Sąd w Sankt Petersburgu nakazał zajęcie nieruchomości, rachunków i papierów wartościowych dwóch europejskich banków działających w Rosji - włoskiego UniCredit oraz niemieckiego Deutsche Bank. Wartość zamrożonych aktywów oszacowano na ponad pół miliarda euro.

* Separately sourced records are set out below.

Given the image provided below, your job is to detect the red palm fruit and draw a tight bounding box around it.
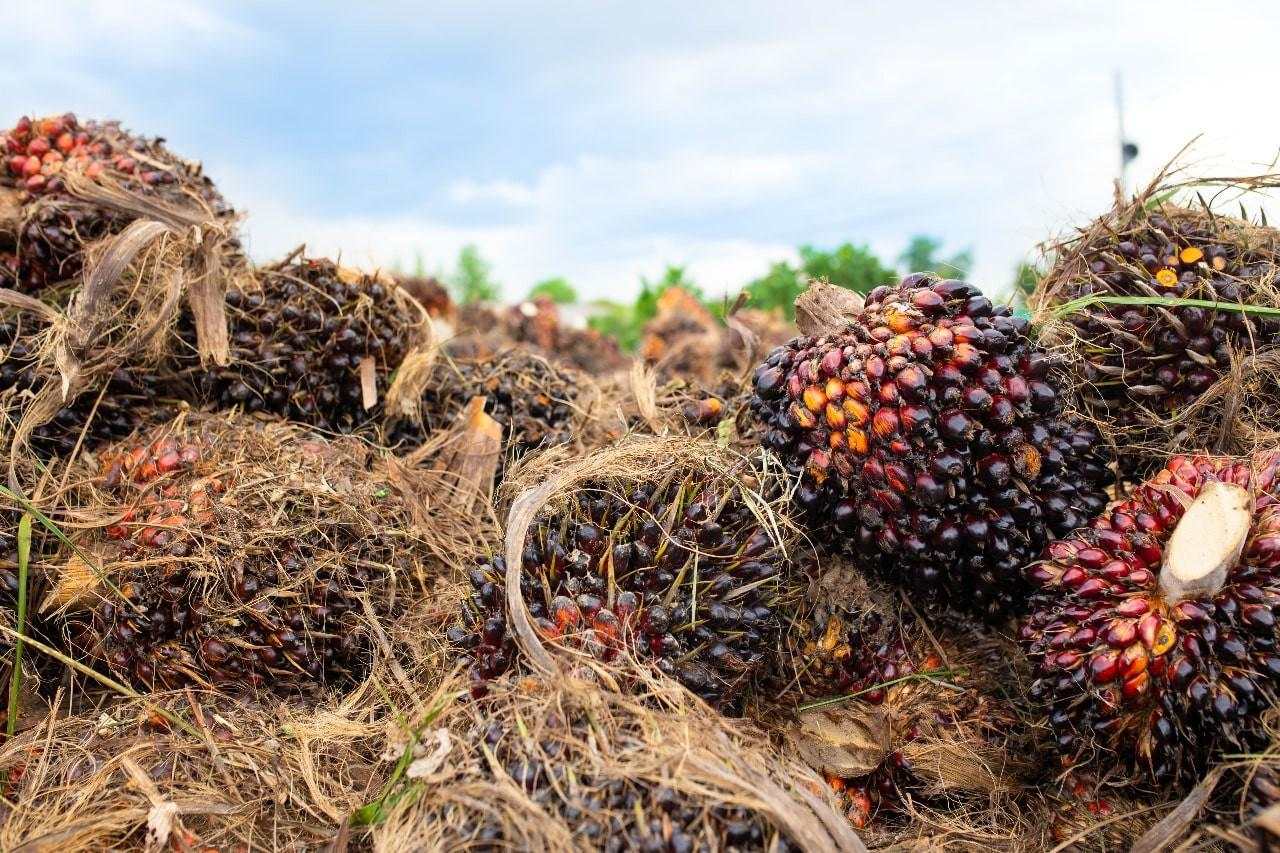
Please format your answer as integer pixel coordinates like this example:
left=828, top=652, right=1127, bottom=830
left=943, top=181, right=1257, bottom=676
left=769, top=560, right=1016, bottom=826
left=1020, top=453, right=1280, bottom=784
left=452, top=461, right=791, bottom=710
left=753, top=275, right=1110, bottom=615
left=0, top=114, right=239, bottom=292
left=1030, top=203, right=1280, bottom=473
left=385, top=347, right=585, bottom=479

W czwartek 16 maja rosyjski sąd wydał nakaz zajęcia nieruchomości, papierów wartościowych i rachunków w Rosji na kwotę 462,7 mln euro drugiego co do wielkości włoskiego banku UniCredit. Podobna decyzja została podjęta tego samego dnia wobec Deutsche Bank, największego banku niemieckiego. Nakaz zajęcia dotyczy jego nieruchomości, papierów wartościowych i rachunków na kwotę 238,6 mln euro.
Obie decyzje zostały podjęte na wniosek założonego przez rosyjskiego giganta gazowego Gazprom koncernu RusChemAlliance, który zamierzał wybudować duży zakład przetwarzania i skraplania gazu pod Sankt Petersburgiem.
Po rosyjskiej inwazji na Ukrainę koncern stracił swojego partnera – niemiecką firmy Linde, która miała dostarczyć sprzęt do realizacji projektu. UniCredit i Deutsche Bank były poręczycielami tego przedsięwzięcia, ale z powodu sankcji nie były w stanie wywiązać się ze swoich zobowiązań wobec RusChemAlliance.
Europejskie banki "szczegółowo badają" sytuację
Latem 2023 roku rosyjska spółka złożyła skargę do sądu arbitrażowego w Sankt Petersburgu, żądając od obu banków zapłaty setek milionów euro z gwarancji bankowych, przewidzianych w zobowiązaniach.
"Będziemy musieli zobaczyć, jak rosyjski sąd zrealizuje ten wniosek i ocenić bezpośrednie skutki operacyjne w Rosji" – zareagował Deutsche Bank w komunikacie prasowym. Z kolei UniCredit oświadczył, że "jest świadomy decyzji rosyjskiego sądu" i zapewnił, że "szczegółowo bada" sytuację.
UniCredit, będący wcześniej jednym z europejskich banków najaktywniej działających w Rosji, rozpoczął w maju 2022 r. "wstępne" rozmowy na temat ewentualnej sprzedaży swojej rosyjskiej spółki zależnej, ale projekt utknął w martwym punkcie. Włoski bank jest obecny w Rosji od 2005 roku.